As a result of the battle, the Canadian battle group was almost completely destroyed. The total human losses amounted to at least 232 men. 28th CAR list total casualties for Aug 9th as 88 men. The "Algonquin" Regiment lost 36 killed, 30 wounded, and 52 missing, totaling 118 men, including the regiment's commander and one of the company commanders.

The German losses are not known. According to the commander of the "Hitlerjugend" division, Kurt Meyer, they were negligible, but the Canadians who participated in the battle assessed them as high, especially among the infantry.

According to some Canadian historians, Worthington's mistake could have unexpectedly changed the course of the entire battle of Falaise if it had been discovered promptly by the Canadian command. It created an opportunity to introduce additional units into the breakthrough and penetrate behind the lines of the I SS Panzer Corps. However, this opportunity was not seized, and the destruction of the Canadian formation enabled the Germans to resolve the crisis caused by the enemy tanks penetrating their rear and to restore the continuity of the defensive lines north of Falaise.

Hill 195 was occupied without resistance by the 4th AD early on the morning of August 10th. On the same day, the Polish 1st AD captured Estrées-la-Campagne and Hill 111. These gains, however, in view of the heavy losses suffered earlier, the loss of the element of surprise, and the strong German defense in the Quesnay forest, were not exploited. On August 11th, Simonds announced the end of Operation Totalize. Hill 140 was eventually taken by the Canadians on August 14th during the subsequent offensive of the II Canadian Corps – Operation Tractable.

Thanks to reinforcements, the "British Columbia" Regiment was quickly rebuilt and participated in later combat operations of their division. By the end of World War II, it recorded the highest losses of all Canadian armored regiments (335 men and 120 tanks). SS-Obersturmbannfuhrer Max Wünsche received the Oak Leaves to the Knight's Cross two days after the battle. Less than two weeks later, his kampfgruppe was destroyed in Falaise, and he himself soon fell into Allied captivity.

A monument located near the battlefield, on Hill 111 (along road D 131, between Estrées-la-Campagne and Maizières), commemorates the fallen soldiers of the "British Columbia" and "Algonquin" Regiments. They were buried at the Canadian War Cemetery in Bretteville-sur-Laize. In 1956, in honor of Lieutenant Colonel Don Worthington, one of the peaks in the Continental Ranges was named Mount Worthington.

== Controversies ==
The unfortunate course of the attack by Worthington Force and its subsequent destruction have been the subject of investigation by Canadian historians and military theorists. Controversy has particularly arisen over three issues: the reason for the group losing its way, the inability to determine its location and provide assistance by the Canadian command, and the stance of the Polish 1st Armored Division.

=== Losing the way ===
The direct cause of Worthington's tragic mistake was never conclusively determined. According to historians, several factors contributed to it. Among the most likely factors cited are: the stress and excitement associated with entering combat; the haste with which the group moved, wanting to reach its objective before dawn; the common mistake made by soldiers of forcibly matching the terrain to the map; lack of training in night maneuvers; terrain lacking distinctive landmarks; morning fog and dust clouds emanating from the vehicle tracks, further impairing visibility. An analysis of aerial photographs taken during the battle by the Royal Air Force in 2010 allowed for the exact route of the group to be reconstructed. Based on this, Canadian historian Mike Bechthold argues that Worthington, disoriented upon encountering Chemin Haussé, mistook it for the equally wide and straight Route Nationale 158, which may have been reinforced by the similarity of the forests and hills near both roads.
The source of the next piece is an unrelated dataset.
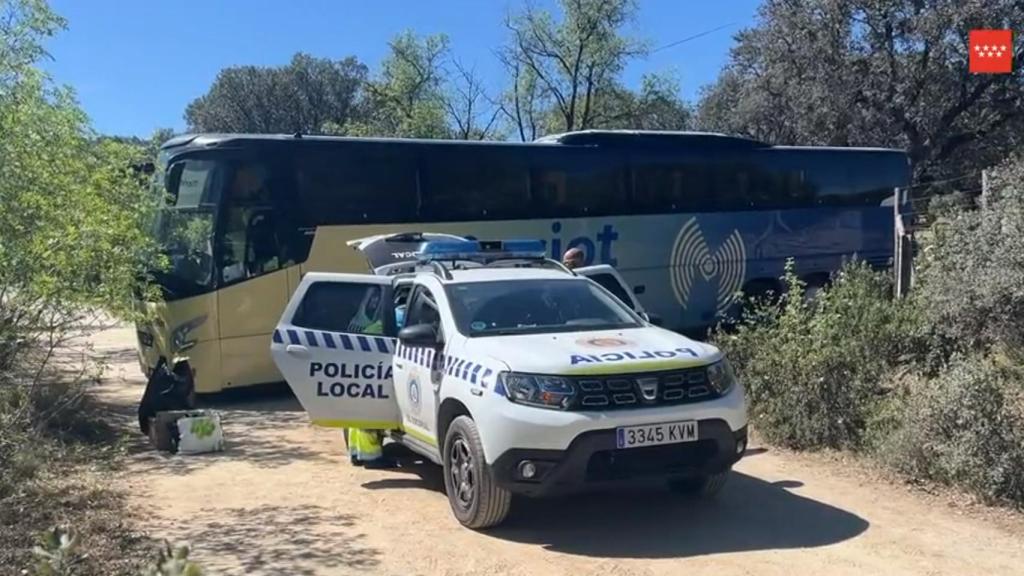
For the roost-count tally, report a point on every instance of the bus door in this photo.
(254, 263)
=== Attitude of the Canadian command ===
Despite the severed direct communication with the brigade headquarters, Worthington's forces did not find themselves in complete isolation, and various Allied units established contact with them during the battle. Primarily, this was the tactical aircraft of the Royal Air Force, which knew the exact position of the battle group and provided support throughout the day. Around noon, the Canadians also received artillery support, which may indicate that at least one of the three artillery observers assigned to Worthington knew the actual location of the group. The burning tanks of Worthington were also seen by a British artillery observer from his advanced position near the Quesnay forest, but like Brigadier Lane, he mistook them for Polish and did not notify anyone about it. Until 3:00 P.M., the supply officer of the "British Columbia" Regiment remained in constant radio contact with Worthington. He tried to inform the brigade headquarters about this, but could not establish a connection. Already before noon, signs of fighting near Hill 140 were seen by the Polish forces advancing in its direction. Moreover, around 3:00 P.M., the last 8 surviving Sherman tanks of Worthington broke through to them, and the Canadian liaison officer with the Polish 1st Armoured Division notified the staff of the 4th Canadian Division about this.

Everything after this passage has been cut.